Ad agosto ha portato lo speacolo ad Assisi, davanti alla Porziuncola. Sui social ha scritto: “Ora potrei andare in pensione”.
«C’erano quattromila persone, non ho mai avuto una platea così numerosa. Era incredibile che fossero lì per me. Non bisogna piacere a tutti, ma ad alcuni, è la prima regola fondamentale di ogni artista. Non bisogna seguire il consenso, il successo. Io racconto le cose che più mi premono, nel modo più laico possibile. Quando però vedi che si raduna un mondo che capisce la tua sensibilità e il tuo modo di esprimersi è davvero incredibile. Nella Porziuncola, in quella chiesina, è cambiato tutto, la storia della Chiesa, del mondo, dell’architettura, dell’economia. Non mi sentivo degno. Non è falsa modestia, non si è mai degni, si è sempre inadeguati».
Inadeguato, forse lo era anche Francesco…
«Sì, ha fatto tanti errori anche lui, come tutti. Alla fine era un ‘coatto’ di periferia. Non credo alla teoria degli uomini speciali, dei grandi eroi, santi dall’enorme talento».
Il successo perché arriva? A lei è arrivato.
«Sono tanti fattori insieme.
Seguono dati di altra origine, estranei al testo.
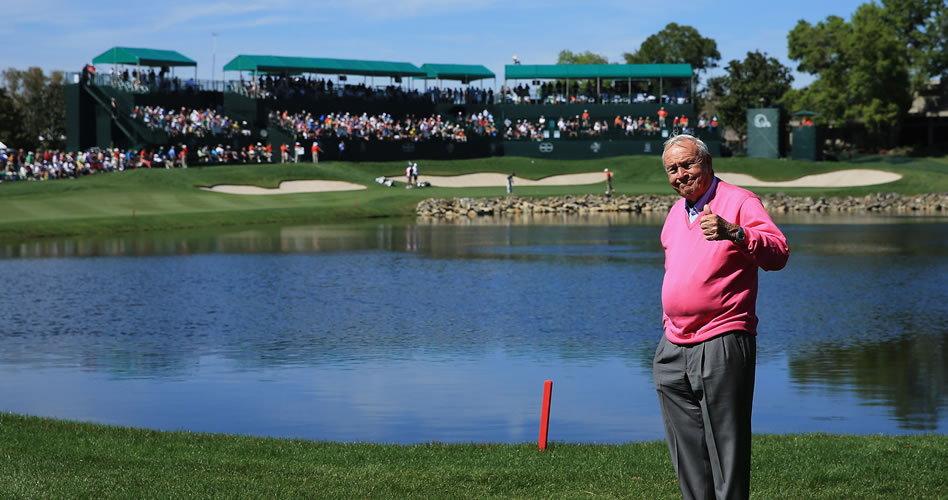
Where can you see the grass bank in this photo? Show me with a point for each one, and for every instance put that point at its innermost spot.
(43, 458)
(154, 200)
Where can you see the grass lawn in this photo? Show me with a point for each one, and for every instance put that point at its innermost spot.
(150, 200)
(43, 458)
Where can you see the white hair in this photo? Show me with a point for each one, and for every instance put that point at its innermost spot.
(703, 152)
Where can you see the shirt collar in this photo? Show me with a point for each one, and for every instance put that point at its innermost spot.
(698, 206)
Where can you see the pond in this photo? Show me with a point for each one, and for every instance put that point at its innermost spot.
(416, 331)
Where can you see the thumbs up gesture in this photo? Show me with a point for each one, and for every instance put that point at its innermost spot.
(714, 226)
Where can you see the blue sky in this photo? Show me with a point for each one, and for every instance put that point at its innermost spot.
(65, 34)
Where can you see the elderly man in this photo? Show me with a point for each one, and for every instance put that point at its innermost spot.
(715, 238)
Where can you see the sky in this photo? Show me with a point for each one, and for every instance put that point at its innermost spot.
(66, 34)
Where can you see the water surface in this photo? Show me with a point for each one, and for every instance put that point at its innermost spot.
(422, 331)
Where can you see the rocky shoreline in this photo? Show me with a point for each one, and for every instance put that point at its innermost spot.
(922, 204)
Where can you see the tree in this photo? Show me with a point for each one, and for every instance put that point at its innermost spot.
(862, 70)
(922, 26)
(40, 102)
(677, 44)
(746, 83)
(11, 130)
(568, 57)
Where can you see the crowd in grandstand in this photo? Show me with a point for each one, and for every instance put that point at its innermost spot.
(582, 126)
(189, 122)
(138, 81)
(54, 164)
(559, 92)
(383, 127)
(282, 86)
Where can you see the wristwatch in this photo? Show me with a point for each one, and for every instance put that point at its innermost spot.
(740, 236)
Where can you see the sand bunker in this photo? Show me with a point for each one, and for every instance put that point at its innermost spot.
(839, 178)
(288, 187)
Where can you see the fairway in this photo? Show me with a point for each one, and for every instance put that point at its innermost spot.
(160, 199)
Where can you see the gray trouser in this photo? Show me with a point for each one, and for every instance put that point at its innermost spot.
(706, 391)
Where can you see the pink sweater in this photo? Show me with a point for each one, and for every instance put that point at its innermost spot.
(710, 287)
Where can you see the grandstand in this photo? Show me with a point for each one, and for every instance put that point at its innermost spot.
(559, 111)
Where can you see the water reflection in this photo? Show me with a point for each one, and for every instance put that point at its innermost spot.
(418, 330)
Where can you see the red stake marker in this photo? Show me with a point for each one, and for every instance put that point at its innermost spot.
(545, 414)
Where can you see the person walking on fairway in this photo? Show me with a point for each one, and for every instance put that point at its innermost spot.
(715, 238)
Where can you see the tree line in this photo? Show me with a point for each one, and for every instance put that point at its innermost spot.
(866, 69)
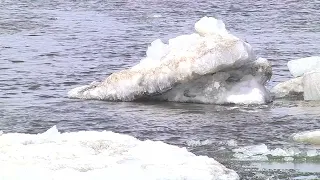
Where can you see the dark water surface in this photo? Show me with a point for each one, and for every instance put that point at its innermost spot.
(50, 47)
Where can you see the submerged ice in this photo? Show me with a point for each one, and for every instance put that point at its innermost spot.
(208, 66)
(101, 155)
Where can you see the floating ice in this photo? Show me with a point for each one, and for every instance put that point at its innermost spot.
(209, 66)
(300, 66)
(311, 85)
(312, 137)
(262, 153)
(101, 155)
(290, 88)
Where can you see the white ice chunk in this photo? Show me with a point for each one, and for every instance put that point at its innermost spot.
(290, 88)
(101, 155)
(210, 66)
(311, 85)
(300, 66)
(312, 137)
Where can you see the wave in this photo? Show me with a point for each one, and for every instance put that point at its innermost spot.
(208, 66)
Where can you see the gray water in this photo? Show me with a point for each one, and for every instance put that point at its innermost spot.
(50, 47)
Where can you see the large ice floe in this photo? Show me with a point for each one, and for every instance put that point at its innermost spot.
(305, 84)
(101, 155)
(208, 66)
(262, 152)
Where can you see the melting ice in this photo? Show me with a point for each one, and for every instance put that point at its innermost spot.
(101, 155)
(208, 66)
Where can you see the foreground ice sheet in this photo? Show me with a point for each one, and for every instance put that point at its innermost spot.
(101, 155)
(300, 66)
(209, 66)
(312, 137)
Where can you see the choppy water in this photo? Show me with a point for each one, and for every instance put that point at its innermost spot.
(49, 47)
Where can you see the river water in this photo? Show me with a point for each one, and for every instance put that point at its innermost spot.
(50, 47)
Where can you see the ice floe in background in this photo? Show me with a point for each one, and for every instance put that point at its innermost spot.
(261, 152)
(298, 67)
(197, 143)
(101, 155)
(208, 66)
(312, 137)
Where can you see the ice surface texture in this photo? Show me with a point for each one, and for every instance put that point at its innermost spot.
(209, 66)
(101, 155)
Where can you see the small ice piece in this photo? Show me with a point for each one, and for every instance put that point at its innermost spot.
(287, 89)
(210, 26)
(311, 85)
(312, 137)
(208, 66)
(300, 66)
(261, 149)
(195, 143)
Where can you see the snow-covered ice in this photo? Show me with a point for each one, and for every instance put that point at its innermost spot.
(101, 155)
(208, 66)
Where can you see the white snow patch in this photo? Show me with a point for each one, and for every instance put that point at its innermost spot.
(101, 155)
(208, 66)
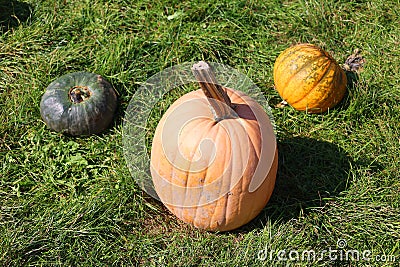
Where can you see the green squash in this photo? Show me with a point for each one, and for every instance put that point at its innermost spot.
(79, 103)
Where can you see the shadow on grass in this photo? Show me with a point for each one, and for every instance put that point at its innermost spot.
(310, 173)
(12, 14)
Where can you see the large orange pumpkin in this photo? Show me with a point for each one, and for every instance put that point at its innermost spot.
(309, 79)
(214, 159)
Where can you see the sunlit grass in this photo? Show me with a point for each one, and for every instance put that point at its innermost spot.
(72, 201)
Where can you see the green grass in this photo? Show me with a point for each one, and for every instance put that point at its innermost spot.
(72, 201)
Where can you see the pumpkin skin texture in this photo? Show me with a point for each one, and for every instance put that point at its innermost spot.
(215, 175)
(79, 103)
(309, 79)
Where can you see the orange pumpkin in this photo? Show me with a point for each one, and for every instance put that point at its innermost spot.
(214, 159)
(309, 79)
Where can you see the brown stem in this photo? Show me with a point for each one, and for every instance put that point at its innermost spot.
(220, 103)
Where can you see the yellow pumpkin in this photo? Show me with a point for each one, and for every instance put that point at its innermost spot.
(309, 79)
(214, 156)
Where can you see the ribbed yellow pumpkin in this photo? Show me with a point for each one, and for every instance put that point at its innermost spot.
(309, 79)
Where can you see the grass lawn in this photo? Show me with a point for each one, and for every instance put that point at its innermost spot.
(72, 201)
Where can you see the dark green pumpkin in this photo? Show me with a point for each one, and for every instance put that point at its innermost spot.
(79, 103)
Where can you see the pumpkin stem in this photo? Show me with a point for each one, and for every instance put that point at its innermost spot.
(78, 94)
(220, 103)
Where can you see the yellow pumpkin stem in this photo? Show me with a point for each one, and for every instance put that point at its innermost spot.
(220, 103)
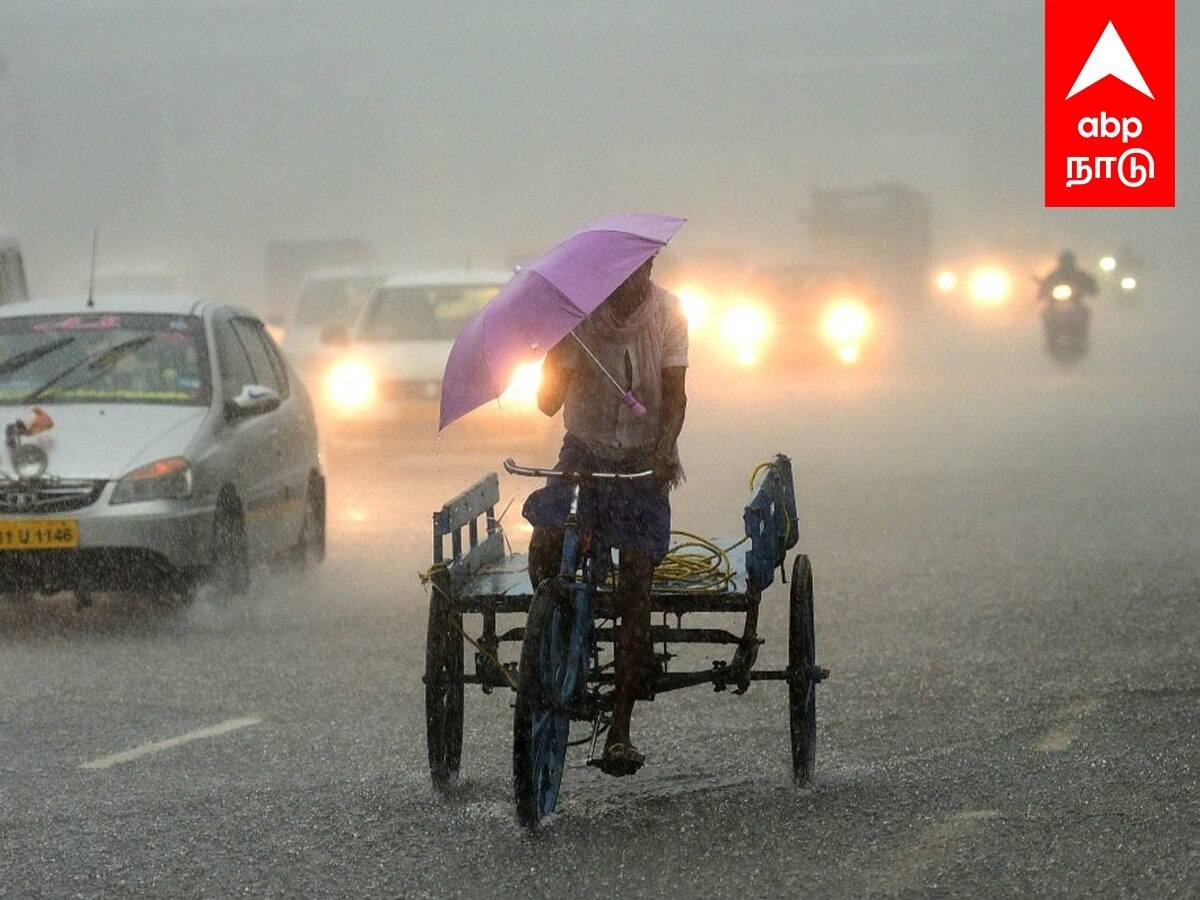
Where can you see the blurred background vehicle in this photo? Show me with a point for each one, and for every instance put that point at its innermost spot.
(151, 443)
(328, 299)
(780, 321)
(13, 287)
(289, 262)
(383, 377)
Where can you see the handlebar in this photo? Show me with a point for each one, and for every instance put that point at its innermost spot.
(531, 472)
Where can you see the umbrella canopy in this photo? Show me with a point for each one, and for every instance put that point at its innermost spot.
(543, 303)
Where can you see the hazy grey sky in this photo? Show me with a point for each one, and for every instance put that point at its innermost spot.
(193, 132)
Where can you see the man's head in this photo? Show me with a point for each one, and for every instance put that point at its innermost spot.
(628, 298)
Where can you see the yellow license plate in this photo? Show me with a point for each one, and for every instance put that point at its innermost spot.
(39, 534)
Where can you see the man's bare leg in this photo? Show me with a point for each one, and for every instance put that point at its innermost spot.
(545, 553)
(633, 641)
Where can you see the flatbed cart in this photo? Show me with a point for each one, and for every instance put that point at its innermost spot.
(567, 671)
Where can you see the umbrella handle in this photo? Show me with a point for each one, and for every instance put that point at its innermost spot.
(631, 402)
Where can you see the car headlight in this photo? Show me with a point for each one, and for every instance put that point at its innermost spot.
(168, 479)
(522, 390)
(351, 385)
(845, 325)
(747, 329)
(946, 281)
(989, 286)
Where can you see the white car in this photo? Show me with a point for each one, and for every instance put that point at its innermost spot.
(387, 373)
(328, 304)
(150, 443)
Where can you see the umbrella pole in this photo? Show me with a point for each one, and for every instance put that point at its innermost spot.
(625, 395)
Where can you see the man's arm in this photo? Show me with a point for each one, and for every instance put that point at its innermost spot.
(675, 407)
(556, 378)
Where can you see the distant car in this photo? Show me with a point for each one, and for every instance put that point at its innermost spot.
(150, 445)
(387, 375)
(329, 301)
(13, 288)
(781, 321)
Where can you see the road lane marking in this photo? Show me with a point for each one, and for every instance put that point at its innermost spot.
(933, 843)
(1063, 732)
(213, 731)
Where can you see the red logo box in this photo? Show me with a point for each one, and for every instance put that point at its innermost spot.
(1110, 103)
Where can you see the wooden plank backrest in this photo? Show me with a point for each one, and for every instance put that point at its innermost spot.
(463, 513)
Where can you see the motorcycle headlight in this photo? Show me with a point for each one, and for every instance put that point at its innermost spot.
(168, 479)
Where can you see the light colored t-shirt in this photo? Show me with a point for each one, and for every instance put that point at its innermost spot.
(635, 353)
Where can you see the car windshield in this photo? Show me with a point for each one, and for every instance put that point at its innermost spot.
(333, 301)
(433, 312)
(109, 358)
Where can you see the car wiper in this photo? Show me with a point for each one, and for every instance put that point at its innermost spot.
(19, 360)
(97, 363)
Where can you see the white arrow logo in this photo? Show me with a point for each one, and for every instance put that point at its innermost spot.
(1110, 58)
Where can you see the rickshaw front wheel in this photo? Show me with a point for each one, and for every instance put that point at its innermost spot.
(802, 681)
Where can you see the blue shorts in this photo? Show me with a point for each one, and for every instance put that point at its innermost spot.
(621, 514)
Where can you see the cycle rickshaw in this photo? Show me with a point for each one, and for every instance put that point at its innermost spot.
(564, 673)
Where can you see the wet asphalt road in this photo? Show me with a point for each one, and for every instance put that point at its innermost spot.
(1007, 595)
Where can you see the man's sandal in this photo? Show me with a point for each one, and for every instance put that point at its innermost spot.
(619, 760)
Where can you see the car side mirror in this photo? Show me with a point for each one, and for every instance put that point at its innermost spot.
(253, 400)
(335, 336)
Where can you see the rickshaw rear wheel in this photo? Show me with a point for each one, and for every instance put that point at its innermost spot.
(540, 731)
(443, 691)
(802, 683)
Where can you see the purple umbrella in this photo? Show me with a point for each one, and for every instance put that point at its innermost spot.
(543, 303)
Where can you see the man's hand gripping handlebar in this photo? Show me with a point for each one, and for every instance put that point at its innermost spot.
(529, 472)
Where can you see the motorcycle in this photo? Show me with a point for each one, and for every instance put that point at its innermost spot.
(1066, 321)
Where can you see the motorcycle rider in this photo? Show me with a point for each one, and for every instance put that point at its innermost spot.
(1065, 316)
(1081, 285)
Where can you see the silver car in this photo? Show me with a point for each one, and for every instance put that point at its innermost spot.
(150, 444)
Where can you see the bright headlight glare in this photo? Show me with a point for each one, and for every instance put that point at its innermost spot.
(846, 322)
(946, 281)
(989, 286)
(169, 479)
(349, 385)
(695, 306)
(745, 327)
(523, 385)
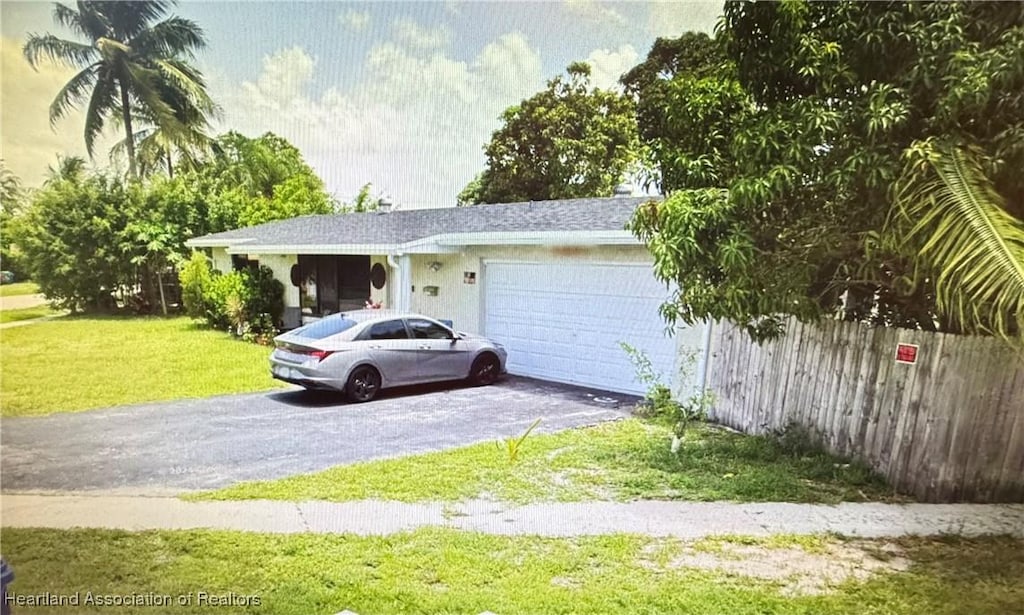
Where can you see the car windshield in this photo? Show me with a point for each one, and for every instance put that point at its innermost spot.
(325, 328)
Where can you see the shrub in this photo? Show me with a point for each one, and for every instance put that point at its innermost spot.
(266, 296)
(197, 279)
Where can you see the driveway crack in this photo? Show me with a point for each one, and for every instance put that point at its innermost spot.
(302, 518)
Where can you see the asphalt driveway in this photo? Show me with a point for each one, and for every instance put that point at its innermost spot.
(168, 447)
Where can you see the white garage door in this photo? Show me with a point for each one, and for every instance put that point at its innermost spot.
(564, 321)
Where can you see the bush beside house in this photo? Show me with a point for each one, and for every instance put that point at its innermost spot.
(248, 303)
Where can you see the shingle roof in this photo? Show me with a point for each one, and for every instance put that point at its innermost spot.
(403, 226)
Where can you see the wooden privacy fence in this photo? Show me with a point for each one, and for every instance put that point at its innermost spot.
(947, 428)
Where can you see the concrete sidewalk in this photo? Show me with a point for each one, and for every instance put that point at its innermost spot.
(685, 520)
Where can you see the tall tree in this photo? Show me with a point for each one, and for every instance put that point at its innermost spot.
(867, 167)
(133, 57)
(247, 181)
(164, 147)
(685, 149)
(11, 195)
(566, 141)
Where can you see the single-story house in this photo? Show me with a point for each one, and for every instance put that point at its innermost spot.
(558, 282)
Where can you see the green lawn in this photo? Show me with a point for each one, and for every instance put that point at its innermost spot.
(26, 313)
(19, 288)
(617, 460)
(446, 571)
(77, 363)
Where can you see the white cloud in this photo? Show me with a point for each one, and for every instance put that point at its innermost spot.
(606, 66)
(409, 33)
(671, 19)
(354, 19)
(596, 12)
(30, 144)
(414, 127)
(285, 77)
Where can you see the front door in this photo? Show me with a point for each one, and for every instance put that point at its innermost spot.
(327, 284)
(353, 281)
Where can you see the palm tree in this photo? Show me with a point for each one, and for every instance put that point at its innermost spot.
(954, 222)
(130, 61)
(69, 168)
(156, 145)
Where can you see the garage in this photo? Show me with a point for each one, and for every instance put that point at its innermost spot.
(563, 321)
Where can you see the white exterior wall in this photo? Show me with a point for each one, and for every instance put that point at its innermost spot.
(282, 264)
(463, 303)
(221, 260)
(382, 296)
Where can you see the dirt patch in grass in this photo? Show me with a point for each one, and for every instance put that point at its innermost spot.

La principale dote del successo è vincere la pigrizia. A me piace dormire tantissimo, la pigrizia è la mia nemica numero uno».
Preferisce fare teatro o le fiction?
«Io sono un attore che ha bisogno del contatto del pubblico per sopravvivere. Registri le fiction e fai un semilavorato, nel senso che non vedi il prodotto finito, non ne hai la percezione. A me questo genera un po’ di frustrazione. Nel teatro hai l’immediata percezione di che cosa stai generando e quindi se stai facendo schifo».
Le è capitato di fare schifo?
«Certo. È come stare in una prigione russa, ti senti un torturatore: di te stesso e del pubblico in sala».
La vita dei suoi tre figli «fatti con la stessa donna» scherza sui social, è fonte d’ispirazione?
«Continuamente. È un continuo scontro con la propria inadeguatezza. I figli ti sgamano, ti riportano con i piedi per terra, ti fanno rendere conto che in fondo non sei niente di che. Lo fa anche mia moglie. Quando sono con gli amici a cena e magari mi faccio prendere la mano e parto con i miei aneddoti ecco che uno dei miei figli: ‘Papà questo l’abbiamo già sentito mille volte’. Assumo l’atteggiamento del saltimbanco e mi smontano».